US-Africa nuclear energy summit underway in Accra
The Senior Advisor to the President, Yaw Osafo-Maafo, has said that for Africa to develop its natural resources, expand its economies and improve the living condition of its citizens, it needed to develop a green dense energy technology.
"It has been proven beyond doubt that nuclear technology can provide the needed green energy for accelerated economic development.
“It is necessary, however, for the adoption of a least cost alternative technology with features of shorter construction time and also lend itself to easy grid integration to maximise the benefits of nuclear technology by African countries,” he said.
Being the youngest continent, Mr Osafo-Maafo, however, said that Africa must be worried about the consequences of climate change on its people.
The senior advisor was addressing the first US and Africa Nuclear Energy summit in Accra yesterday to fashion ways they can collaborate for their mutual benefits.
The three-day event which is being attended by government officials, policymakers, industry players, regulators and stakeholders from academia, is also aimed at coming up with measures to facilitate the implementation of nuclear power programmes on the continent.
Mr Osafo-Maafo further said that the summit offered participants the opportunity to appreciate the capacity of nuclear energy to not only decarbonise, but also stimulate economic expansion, encourage innovation, develop human capacity and advance green and sustainable solutions.

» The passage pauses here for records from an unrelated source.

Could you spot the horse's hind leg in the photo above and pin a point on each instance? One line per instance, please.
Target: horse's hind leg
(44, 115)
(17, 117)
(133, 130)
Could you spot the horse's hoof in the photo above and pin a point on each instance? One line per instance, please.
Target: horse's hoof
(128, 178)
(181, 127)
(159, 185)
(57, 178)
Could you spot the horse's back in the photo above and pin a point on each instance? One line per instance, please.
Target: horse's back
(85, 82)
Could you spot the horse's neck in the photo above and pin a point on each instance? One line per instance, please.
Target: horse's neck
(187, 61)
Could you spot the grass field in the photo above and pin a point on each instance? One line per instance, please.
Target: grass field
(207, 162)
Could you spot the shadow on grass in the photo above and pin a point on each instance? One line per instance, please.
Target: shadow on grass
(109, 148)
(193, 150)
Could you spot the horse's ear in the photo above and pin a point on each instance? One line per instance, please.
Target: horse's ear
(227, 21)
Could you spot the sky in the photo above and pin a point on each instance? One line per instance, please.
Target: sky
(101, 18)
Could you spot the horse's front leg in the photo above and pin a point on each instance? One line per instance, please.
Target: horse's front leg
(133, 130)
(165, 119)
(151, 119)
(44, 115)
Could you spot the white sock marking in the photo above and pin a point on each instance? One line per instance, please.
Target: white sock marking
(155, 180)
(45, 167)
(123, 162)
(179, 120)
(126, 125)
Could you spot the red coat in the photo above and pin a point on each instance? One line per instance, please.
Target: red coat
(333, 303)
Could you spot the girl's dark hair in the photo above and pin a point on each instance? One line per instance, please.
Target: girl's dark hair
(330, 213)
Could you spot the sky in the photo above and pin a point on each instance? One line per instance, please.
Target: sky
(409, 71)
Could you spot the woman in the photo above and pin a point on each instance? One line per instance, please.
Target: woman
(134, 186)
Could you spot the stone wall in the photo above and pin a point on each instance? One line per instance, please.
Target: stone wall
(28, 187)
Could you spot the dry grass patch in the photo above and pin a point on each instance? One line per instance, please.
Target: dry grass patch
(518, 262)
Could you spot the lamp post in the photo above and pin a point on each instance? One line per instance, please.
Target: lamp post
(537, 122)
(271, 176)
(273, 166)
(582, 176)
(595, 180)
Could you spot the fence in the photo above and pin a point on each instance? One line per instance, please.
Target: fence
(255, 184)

“The wide range of players present today shows the shared commitment to a greener, cleaner and more resilient generation mix that ensures sustainable economic growth and a more predictable and affordable tariff regime,” he added.
Mr Osafo-Maafo, therefore, urged the participants to take advantage of the summit's sessions and networking opportunities to create the future for their respective countries.

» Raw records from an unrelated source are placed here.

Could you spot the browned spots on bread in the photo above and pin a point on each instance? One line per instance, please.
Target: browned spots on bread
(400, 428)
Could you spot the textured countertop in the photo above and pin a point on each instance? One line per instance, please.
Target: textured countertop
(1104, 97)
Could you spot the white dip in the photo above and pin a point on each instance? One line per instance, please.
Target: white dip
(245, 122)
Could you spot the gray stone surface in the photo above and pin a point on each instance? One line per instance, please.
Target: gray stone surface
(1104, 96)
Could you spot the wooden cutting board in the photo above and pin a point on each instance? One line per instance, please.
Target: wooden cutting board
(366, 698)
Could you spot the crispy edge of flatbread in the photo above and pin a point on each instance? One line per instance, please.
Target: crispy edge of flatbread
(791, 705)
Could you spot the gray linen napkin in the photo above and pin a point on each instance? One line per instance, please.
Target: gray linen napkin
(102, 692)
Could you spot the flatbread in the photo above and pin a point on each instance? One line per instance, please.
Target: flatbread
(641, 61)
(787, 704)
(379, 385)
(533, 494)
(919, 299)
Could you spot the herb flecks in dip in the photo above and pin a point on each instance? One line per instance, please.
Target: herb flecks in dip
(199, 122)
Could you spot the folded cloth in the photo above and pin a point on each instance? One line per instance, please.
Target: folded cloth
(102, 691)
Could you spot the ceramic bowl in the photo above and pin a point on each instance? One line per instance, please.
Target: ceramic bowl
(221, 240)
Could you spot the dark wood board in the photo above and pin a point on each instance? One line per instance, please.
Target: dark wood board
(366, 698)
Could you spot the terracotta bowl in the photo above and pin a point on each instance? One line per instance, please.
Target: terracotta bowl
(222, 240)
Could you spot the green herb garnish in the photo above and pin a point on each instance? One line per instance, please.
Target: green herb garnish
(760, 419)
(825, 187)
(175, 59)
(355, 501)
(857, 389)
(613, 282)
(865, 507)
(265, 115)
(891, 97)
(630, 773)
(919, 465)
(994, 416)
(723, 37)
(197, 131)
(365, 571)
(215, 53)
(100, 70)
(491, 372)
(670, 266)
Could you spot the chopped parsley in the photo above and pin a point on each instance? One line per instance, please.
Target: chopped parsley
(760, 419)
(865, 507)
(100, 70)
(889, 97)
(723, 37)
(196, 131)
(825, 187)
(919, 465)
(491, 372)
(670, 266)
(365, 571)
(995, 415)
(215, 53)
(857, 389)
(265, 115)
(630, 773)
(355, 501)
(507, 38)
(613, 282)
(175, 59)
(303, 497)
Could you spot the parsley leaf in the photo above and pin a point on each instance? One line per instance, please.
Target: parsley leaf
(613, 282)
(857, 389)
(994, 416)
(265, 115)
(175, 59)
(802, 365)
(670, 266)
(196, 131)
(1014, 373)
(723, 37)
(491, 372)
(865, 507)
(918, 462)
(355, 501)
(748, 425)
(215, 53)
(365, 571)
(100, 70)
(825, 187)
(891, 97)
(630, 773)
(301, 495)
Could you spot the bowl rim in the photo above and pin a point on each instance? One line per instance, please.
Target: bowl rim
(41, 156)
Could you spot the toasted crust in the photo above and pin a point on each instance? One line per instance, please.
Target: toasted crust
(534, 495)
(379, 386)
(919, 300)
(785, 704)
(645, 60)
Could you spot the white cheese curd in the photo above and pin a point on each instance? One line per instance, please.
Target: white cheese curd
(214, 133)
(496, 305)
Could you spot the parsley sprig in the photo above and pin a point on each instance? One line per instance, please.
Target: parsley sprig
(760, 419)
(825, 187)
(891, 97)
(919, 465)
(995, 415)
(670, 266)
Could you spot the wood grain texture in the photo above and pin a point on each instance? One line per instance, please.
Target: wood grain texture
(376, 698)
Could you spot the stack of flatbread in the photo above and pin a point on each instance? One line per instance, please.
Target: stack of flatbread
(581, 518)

“I encourage the regulators of the Forum of Nuclear Regulatory Bodies in Africa (FNBRA) to quickly ramp up their competences to support the development of nuclear programmes,” he said.
The Principal Deputy Assistant Secretary for International Security and Non-proliferation at the US Department of State, Ann Ganzer, said every country wanted a diverse set of clean energy options such as solar, hydro, wind or nuclear.
Nuclear, she said, was important because it could provide base load power to a grid, adding “you need power when the sun is not shining and when the wind is not blowing”.
“We have smart factories coming on line, we are looking at electric vehicles, and all of these things are going to need a lot more energy,” Ms Ganzer said.
The Principal Deputy Assistant Secretary for Nuclear Energy of Department of Energy in the US, Dr K. Michael Golf, also described the future of nuclear energy as bright, adding that it was a key element in the US’ strive to put the country on the path to net zero carbon future by 2050.